November 25 2015
By Stephanie West
New York NY – Attorney General Eric T. Schneiderman announced the conviction and sentencing of Abdul Jamil Khokhar and BMY Foods, Inc., which together owned and operated nine Papa John’s franchises throughout the Bronx.Khokhar pled guilty to failure to pay wages under the New York Labor Law, a misdemeanor, and BMY Foods pled guilty to falsifying business records in the first degree, an E felony.

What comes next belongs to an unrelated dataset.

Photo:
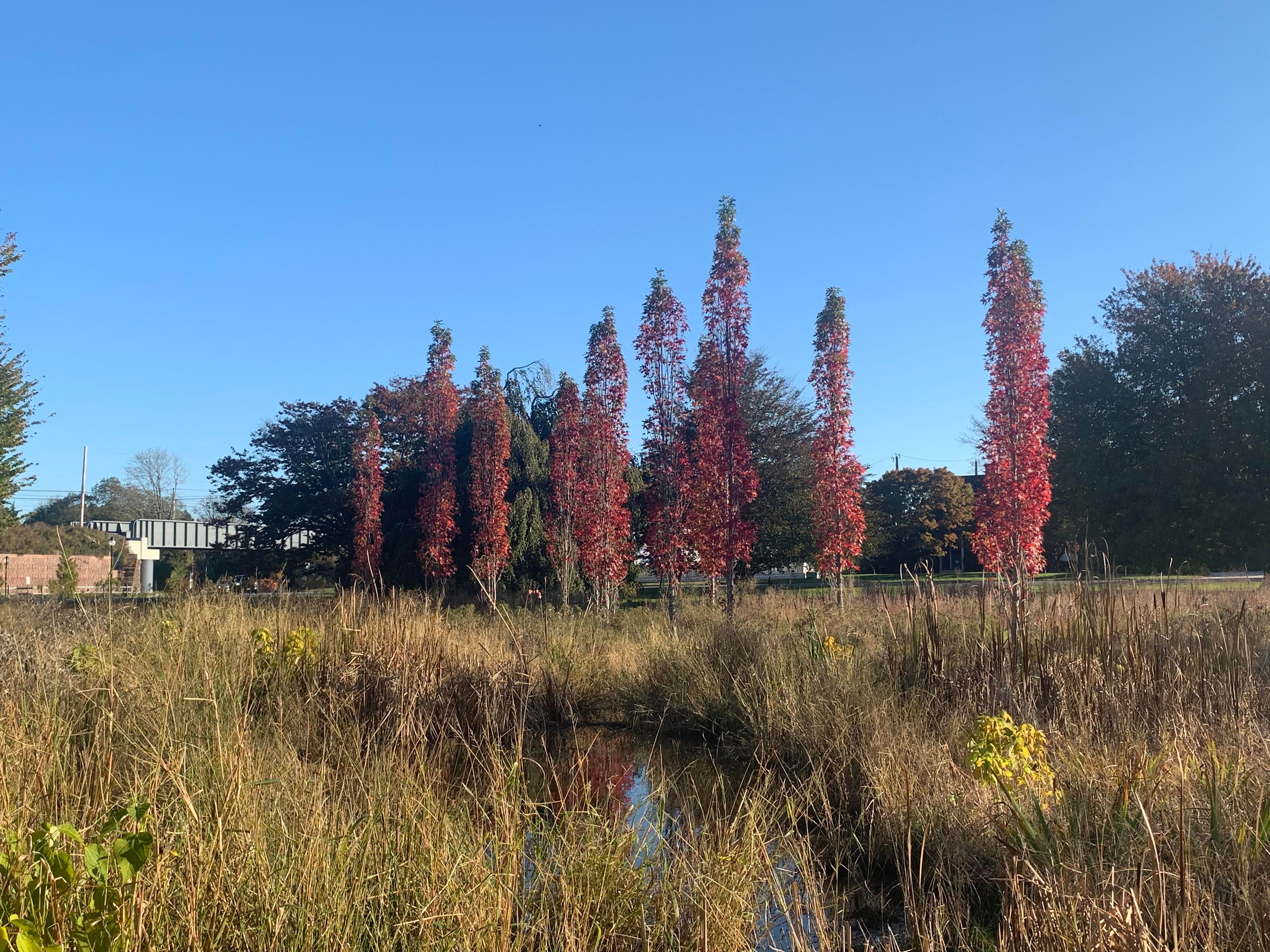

Khokhar was sentenced to jail time and to pay $230,000 in restitution to underpaid workers at his Papa John’s franchises.“Wage theft is a crime and a Papa John’s franchisee is now going to jail for cheating his employees and trying to cover it up,” said Attorney General Schneiderman. “My office will do everything in its power to protect the rights of New York’s workers and make sure that all employers – including fast food restaurants – follow the law.”Both New York and federal law require employers to pay workers at least the minimum wage for all hours worked and overtime at one-and-one-half times their regular rate of pay for hours worked in excess of forty in any given workweek.
New York’s current minimum wage is $8.75 per hour, and the federal minimum wage is currently $7.25 per hour; employers in New York must pay the higher rate. In addition, employers must report all wages paid to employees on tax returns on a quarterly basis and must make contributions to the State Unemployment Insurance Fund based upon the reported wages.Khokhar and BMY Foods, Inc. failed to pay overtime to their workers. Instead, they paid workers the same, “straight time” regular rate of pay for all hours worked, including hours in excess of forty and they created fictitious names for employees to use in their computerized timekeeping system to hide this practice.
In a further attempt to conceal this scheme, the defendants filed fraudulent tax returns with the State of New York that omitted the cash payments made under fictitious names. Khokhar created the dual name scheme after becoming aware that he was under investigation by the U.S. Department of Labor for wage violations. “The Attorney General’s successful criminal prosecution of this employer, together with the Department of Labor’s civil consent judgment against the enterprise, show that employers will not get away with covering up violations of state and federal wage laws,” said Mark H. Watson, Jr., Regional Administrator for the Wage and Hour Division at the U.S. Department of Labor.